Brazil’s government program, University for All, has received support from a total of 32 privately-owned universities even before getting congressional approval. The program provides students of African descent, Indians and low-income families with a place in public, tuition-free universities.
Brazil’s Minister of Education, Tarso Genro, said he was pleased with the support and explained that the quota system would be controlled by the government.
The program sets aside 10 percent of vacancies in not-for-profit, private-sector universities for students from families with incomes of up to a minimum wage (US$ 81.30), Negroes, Indians and public school teachers.
President Luiz Inácio Lula da Silva has already endorsed the bill creating the University for All Program (Prouni) and has presented it to the members of the National Social Development Council (CNDS) on May 13.

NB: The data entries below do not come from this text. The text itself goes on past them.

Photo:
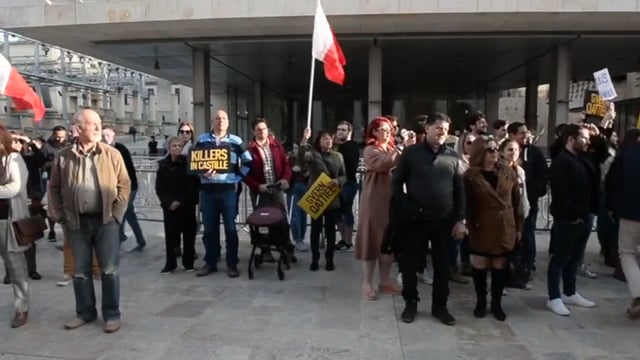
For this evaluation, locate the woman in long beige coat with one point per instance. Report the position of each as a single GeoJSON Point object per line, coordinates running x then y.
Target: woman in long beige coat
{"type": "Point", "coordinates": [494, 218]}
{"type": "Point", "coordinates": [13, 190]}
{"type": "Point", "coordinates": [380, 156]}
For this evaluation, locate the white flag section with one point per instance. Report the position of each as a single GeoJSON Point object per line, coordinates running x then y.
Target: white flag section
{"type": "Point", "coordinates": [604, 84]}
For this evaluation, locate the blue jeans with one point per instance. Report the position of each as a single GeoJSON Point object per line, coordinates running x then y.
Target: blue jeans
{"type": "Point", "coordinates": [298, 216]}
{"type": "Point", "coordinates": [131, 217]}
{"type": "Point", "coordinates": [93, 234]}
{"type": "Point", "coordinates": [529, 236]}
{"type": "Point", "coordinates": [567, 250]}
{"type": "Point", "coordinates": [214, 204]}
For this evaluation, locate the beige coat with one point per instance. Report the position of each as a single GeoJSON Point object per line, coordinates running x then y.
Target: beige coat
{"type": "Point", "coordinates": [16, 190]}
{"type": "Point", "coordinates": [494, 216]}
{"type": "Point", "coordinates": [113, 178]}
{"type": "Point", "coordinates": [373, 216]}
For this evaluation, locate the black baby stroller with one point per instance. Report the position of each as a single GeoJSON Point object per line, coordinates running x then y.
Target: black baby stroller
{"type": "Point", "coordinates": [269, 228]}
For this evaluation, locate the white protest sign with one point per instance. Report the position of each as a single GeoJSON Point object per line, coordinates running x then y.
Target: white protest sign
{"type": "Point", "coordinates": [604, 84]}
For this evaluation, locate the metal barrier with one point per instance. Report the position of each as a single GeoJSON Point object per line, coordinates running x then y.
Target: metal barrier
{"type": "Point", "coordinates": [148, 206]}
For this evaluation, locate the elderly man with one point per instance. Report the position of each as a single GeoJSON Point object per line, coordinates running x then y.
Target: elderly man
{"type": "Point", "coordinates": [89, 195]}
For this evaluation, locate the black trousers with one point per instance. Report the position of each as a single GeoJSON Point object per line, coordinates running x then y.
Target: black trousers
{"type": "Point", "coordinates": [180, 223]}
{"type": "Point", "coordinates": [414, 250]}
{"type": "Point", "coordinates": [326, 221]}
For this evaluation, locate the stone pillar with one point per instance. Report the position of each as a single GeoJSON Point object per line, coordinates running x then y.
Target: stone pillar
{"type": "Point", "coordinates": [136, 106]}
{"type": "Point", "coordinates": [375, 83]}
{"type": "Point", "coordinates": [119, 106]}
{"type": "Point", "coordinates": [559, 89]}
{"type": "Point", "coordinates": [492, 105]}
{"type": "Point", "coordinates": [175, 110]}
{"type": "Point", "coordinates": [258, 102]}
{"type": "Point", "coordinates": [531, 103]}
{"type": "Point", "coordinates": [201, 91]}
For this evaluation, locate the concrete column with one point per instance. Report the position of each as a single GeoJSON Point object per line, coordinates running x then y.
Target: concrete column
{"type": "Point", "coordinates": [258, 102]}
{"type": "Point", "coordinates": [175, 110]}
{"type": "Point", "coordinates": [531, 103]}
{"type": "Point", "coordinates": [559, 88]}
{"type": "Point", "coordinates": [375, 82]}
{"type": "Point", "coordinates": [119, 106]}
{"type": "Point", "coordinates": [136, 107]}
{"type": "Point", "coordinates": [153, 110]}
{"type": "Point", "coordinates": [201, 91]}
{"type": "Point", "coordinates": [492, 105]}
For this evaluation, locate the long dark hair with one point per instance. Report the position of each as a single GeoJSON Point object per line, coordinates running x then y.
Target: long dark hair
{"type": "Point", "coordinates": [630, 137]}
{"type": "Point", "coordinates": [6, 148]}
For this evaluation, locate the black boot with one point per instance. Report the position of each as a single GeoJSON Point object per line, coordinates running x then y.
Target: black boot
{"type": "Point", "coordinates": [314, 262]}
{"type": "Point", "coordinates": [497, 286]}
{"type": "Point", "coordinates": [480, 285]}
{"type": "Point", "coordinates": [410, 311]}
{"type": "Point", "coordinates": [329, 266]}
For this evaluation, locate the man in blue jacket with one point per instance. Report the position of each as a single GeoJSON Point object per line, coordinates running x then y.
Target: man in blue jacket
{"type": "Point", "coordinates": [218, 195]}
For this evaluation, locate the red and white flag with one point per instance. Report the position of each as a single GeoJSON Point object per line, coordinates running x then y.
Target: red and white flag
{"type": "Point", "coordinates": [326, 47]}
{"type": "Point", "coordinates": [12, 84]}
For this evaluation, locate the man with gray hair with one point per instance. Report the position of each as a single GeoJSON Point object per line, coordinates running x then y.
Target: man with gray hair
{"type": "Point", "coordinates": [89, 194]}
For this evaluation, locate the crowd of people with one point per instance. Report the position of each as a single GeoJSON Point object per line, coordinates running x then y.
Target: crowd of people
{"type": "Point", "coordinates": [471, 204]}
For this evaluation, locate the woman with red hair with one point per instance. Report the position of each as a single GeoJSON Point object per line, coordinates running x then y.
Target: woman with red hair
{"type": "Point", "coordinates": [380, 156]}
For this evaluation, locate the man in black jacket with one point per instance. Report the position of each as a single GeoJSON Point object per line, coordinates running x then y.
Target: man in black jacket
{"type": "Point", "coordinates": [574, 193]}
{"type": "Point", "coordinates": [56, 142]}
{"type": "Point", "coordinates": [536, 173]}
{"type": "Point", "coordinates": [434, 210]}
{"type": "Point", "coordinates": [130, 216]}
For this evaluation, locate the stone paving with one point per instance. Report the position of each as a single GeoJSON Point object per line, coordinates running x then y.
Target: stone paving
{"type": "Point", "coordinates": [315, 316]}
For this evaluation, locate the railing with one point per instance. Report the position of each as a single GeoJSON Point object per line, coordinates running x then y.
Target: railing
{"type": "Point", "coordinates": [148, 206]}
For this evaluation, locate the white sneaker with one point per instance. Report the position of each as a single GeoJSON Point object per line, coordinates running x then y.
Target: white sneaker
{"type": "Point", "coordinates": [558, 308]}
{"type": "Point", "coordinates": [425, 278]}
{"type": "Point", "coordinates": [578, 300]}
{"type": "Point", "coordinates": [64, 281]}
{"type": "Point", "coordinates": [301, 246]}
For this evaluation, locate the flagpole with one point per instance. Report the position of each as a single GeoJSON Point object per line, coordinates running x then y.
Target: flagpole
{"type": "Point", "coordinates": [310, 106]}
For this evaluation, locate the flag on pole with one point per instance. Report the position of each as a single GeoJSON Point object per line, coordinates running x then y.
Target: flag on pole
{"type": "Point", "coordinates": [326, 47]}
{"type": "Point", "coordinates": [12, 84]}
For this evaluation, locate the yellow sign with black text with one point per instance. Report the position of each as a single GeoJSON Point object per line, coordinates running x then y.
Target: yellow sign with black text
{"type": "Point", "coordinates": [217, 158]}
{"type": "Point", "coordinates": [319, 196]}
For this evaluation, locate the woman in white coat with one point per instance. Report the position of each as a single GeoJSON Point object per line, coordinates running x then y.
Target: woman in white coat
{"type": "Point", "coordinates": [13, 207]}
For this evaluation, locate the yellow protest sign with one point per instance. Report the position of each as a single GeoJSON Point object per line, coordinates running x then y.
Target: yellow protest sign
{"type": "Point", "coordinates": [319, 196]}
{"type": "Point", "coordinates": [216, 158]}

“The President has already given his endorsement to the University for All, which is ready to be submitted to the National Congress,” said the presidential Chief of Staff, Minister José Dirceu after a meeting with the Minister of Education, Tarso Genro.
The program will reserve places in private universities for needy students with per capita family incomes of less than one minimum wage, preferibly public school graduates and basic education teachers in the public school system.
Selection will be based on the results of the National Secondary School Examinations (Enem), instead of the usual university entrance exams.
“The project combines two fundamental components, first offering an extraordinary opportunity to basic education teachers and young people from public schools, and, within this, applying the quota system,” Genro commented.
Another article included in the bill plans to set the percentage of places for black, mulatto, and native students in accordance with the figures contained in the Brazilian Institute of Geography and Statistics’ (IBGE) most recent census.
“This totally eliminates the possibility of self-classification as a member of the black community,” he said.
The Prouni will permit private universities, philanthropical or profit-oriented, to prefer to grant these students full scholarships in return for an exemption from taxes for which they are currently liable, such as the Social Security Tax (ISS) and the Social Contribution on Net Profit (CSLL). The Ministry of Education expects that at least 70 thousand openings will be filled.
The institutions that choose to adhere to the Prouni will also guarantee the participation of students enrolled in programs such as Student Credit (Fies).
Minister Genro advised that the project will “separate the wheat from the chaff,” compelling phony philanthropical universities to adapt themselves.
“Those institutions that are genuinely philanthropic will have an easy time adjusting, since they will not be making any sacrifices. But the bogus philanthropical ones will not make the adjustment, because they will have to be forthright and will have to change a lot of things,” the Minister said.